Seasonal depression, an expression that can describe a different severity from one person to another. From the little blues to the seasonal affective disorder (which requires a medical follow-up), it is frequent that we do not feel good during this period. You should know that this is normal and, above all, that it is possible to remedy it :).
Our body is connected to our environment and in particular to the climatic and light conditions. With the decrease in temperatures, the immune system is more solicited to fight infections. For those of you who have already had the little back-to-school cold, raise your hand 😉 !
At the same time, the decrease in brightness has an impact on the secretion of melatonin, leading to a disruption of the circadian cycle. Waking up becomes more complicated, energy is lacking. The body is tired and the mind lacks energy. Even if we know that this is a natural phenomenon, let's admit that our lifestyles don't allow us to do the groundhog in the morning :). And honestly, wouldn't we rather feel energized?
You must keep one important point in mind: four hormones are necessary for our psychic balance. Indeed, every day we have to take our D.O.S.E. (Dopamine, Ocytocin, Serotonin and Endorphin).
Discover our 3 natural tips to avoid seasonal depression, get your D.O.S.E. and keep your spirits up!
Tip #1: To avoid SAD, expose yourself to as much light as possible
Get active outdoors
Whenever you can, play sports or do some other physical activity such as walking or gardening in the daylight. Why not take 20 minutes during your lunch break to get some fresh air? Moreover, 20 minutes of walking can reduce stress by 30%! Physical activity generates endorphins and dopamine. Endorphins, also known as the pleasure hormone, give us that sweet feeling we get during and after our sports session. Endorphins are a group of neurotransmitters with a structure that strongly resembles morphine. Dopamine corresponds to the hormone of vigilance and pleasure, which allows us to feel more productive and less tired.
Opt for light therapy
If your schedule does not allow it, you can always opt for a light therapy lamp. Light therapy consists of daily exposure to a white artificial light, called "broad spectrum", which imitates the sun. This technique allows us to reset our internal biological clock. To learn more about this subject, I invite you to read this very interesting article of Health Passport on the benefits of the luminotherapy.
Tip #2: To reduce symptoms of SAD, recharge your batteries
This period can also be an invitation to cocoon yourself (without a screen :)), to savor simple moments like a warm bath or reading a book. And why not take advantage of this time to discover sophrology and get back to sleep with our SOPHRO Sleep CURE or boost your energy level with our SOPHRO Positive Beauty MASK and its Energy Boost coaching?
Sophrology is indeed very interesting for its impact on our hormones. It allows in particular :
- To reduce cortisol (stress hormone)
- And to stimulate dopamine (joy hormone), oxytocin (pleasure hormone), melatonin (sleep hormone) and endorphins (well-being hormone)
Sophrology techniques, based on breathing, relaxation exercises and positive visualizations, induce a combined relaxation of the mind and body. Regular practice allows our brain to better regulate hormone secretion and positively impact SAD-related disorders.
And the icing on the cake, your skin reveals a new radiance thanks to the concentrated serum contained in the SOPHRO MASQUE® care-mask :).
Tip #3: To fight SAD, consider your diet
Many scientific studies show the impact of serotonin on mood. A low level of this neurotransmitter and our mood would be in the socks ... Moreover, serotonin is a precursor of melatonin (sleep hormone). It is therefore essential to ensure its proper production (as shown by this study on the Medical News Today website). Diet is therefore another of the levers we have seen previously to reduce the symptoms of SAD.

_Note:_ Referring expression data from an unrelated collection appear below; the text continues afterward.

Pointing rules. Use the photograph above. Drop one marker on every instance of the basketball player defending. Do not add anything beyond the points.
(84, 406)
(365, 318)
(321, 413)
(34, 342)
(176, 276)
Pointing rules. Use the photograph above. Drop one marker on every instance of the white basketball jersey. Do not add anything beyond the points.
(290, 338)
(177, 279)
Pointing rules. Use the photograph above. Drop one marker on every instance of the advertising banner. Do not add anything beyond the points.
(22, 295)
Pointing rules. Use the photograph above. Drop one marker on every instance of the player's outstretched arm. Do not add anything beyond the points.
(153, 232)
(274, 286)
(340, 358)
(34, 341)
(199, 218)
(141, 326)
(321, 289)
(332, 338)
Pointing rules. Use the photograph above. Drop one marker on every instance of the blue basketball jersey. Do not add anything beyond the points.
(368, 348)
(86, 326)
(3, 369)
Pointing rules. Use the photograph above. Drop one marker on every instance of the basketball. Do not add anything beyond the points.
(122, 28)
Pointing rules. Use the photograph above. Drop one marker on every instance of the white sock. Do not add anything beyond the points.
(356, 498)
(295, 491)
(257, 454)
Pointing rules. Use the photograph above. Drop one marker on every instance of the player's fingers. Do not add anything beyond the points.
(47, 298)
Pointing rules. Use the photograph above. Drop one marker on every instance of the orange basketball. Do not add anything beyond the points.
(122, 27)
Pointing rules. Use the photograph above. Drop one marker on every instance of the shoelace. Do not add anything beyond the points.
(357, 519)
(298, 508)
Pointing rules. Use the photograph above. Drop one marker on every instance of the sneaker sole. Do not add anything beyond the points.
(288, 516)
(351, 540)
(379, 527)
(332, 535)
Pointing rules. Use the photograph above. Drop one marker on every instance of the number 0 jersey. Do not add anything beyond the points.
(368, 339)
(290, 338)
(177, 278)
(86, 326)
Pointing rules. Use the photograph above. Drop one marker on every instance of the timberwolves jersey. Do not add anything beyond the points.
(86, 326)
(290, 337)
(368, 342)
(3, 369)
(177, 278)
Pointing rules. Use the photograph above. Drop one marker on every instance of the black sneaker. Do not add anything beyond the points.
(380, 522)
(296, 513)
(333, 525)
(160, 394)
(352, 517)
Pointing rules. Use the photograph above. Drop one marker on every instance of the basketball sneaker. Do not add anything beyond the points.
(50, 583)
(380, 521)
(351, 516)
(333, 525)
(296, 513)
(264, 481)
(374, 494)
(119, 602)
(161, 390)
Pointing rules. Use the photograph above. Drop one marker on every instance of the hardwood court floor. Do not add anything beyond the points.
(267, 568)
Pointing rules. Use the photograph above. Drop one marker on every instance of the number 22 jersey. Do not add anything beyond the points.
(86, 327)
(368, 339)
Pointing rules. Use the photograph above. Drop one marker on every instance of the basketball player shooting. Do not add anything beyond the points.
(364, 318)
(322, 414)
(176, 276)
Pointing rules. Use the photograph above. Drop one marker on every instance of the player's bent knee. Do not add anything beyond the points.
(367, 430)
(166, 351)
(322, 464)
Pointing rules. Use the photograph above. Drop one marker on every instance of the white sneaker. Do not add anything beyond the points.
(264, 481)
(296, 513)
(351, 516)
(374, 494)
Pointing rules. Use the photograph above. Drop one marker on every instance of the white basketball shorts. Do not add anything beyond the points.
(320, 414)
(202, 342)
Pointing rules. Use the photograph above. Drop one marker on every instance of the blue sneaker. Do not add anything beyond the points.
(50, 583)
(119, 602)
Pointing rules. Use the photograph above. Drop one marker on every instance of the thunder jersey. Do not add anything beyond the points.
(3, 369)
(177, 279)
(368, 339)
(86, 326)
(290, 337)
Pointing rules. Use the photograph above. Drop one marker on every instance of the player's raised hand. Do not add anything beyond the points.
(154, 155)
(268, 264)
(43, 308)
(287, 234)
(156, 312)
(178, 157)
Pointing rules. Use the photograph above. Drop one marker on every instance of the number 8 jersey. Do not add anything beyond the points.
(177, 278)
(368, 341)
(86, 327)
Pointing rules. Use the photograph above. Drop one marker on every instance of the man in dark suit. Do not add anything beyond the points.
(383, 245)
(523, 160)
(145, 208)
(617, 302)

Tryptophan is a particularly interesting amino acid that you find in protein-containing foods such as meat, salmon, eggs, spinach, but also seeds, milk and soy and nut products.
In conclusion, even if our mood is challenged at this time of year, it is possible to adopt positive habits to avoid seasonal depression. Taking care of your mind is a priority and above all, listen to yourself: if your depressive symptoms persist, consider consulting your doctor. Seasonal Affective Disorder is a recognized illness that requires medical attention.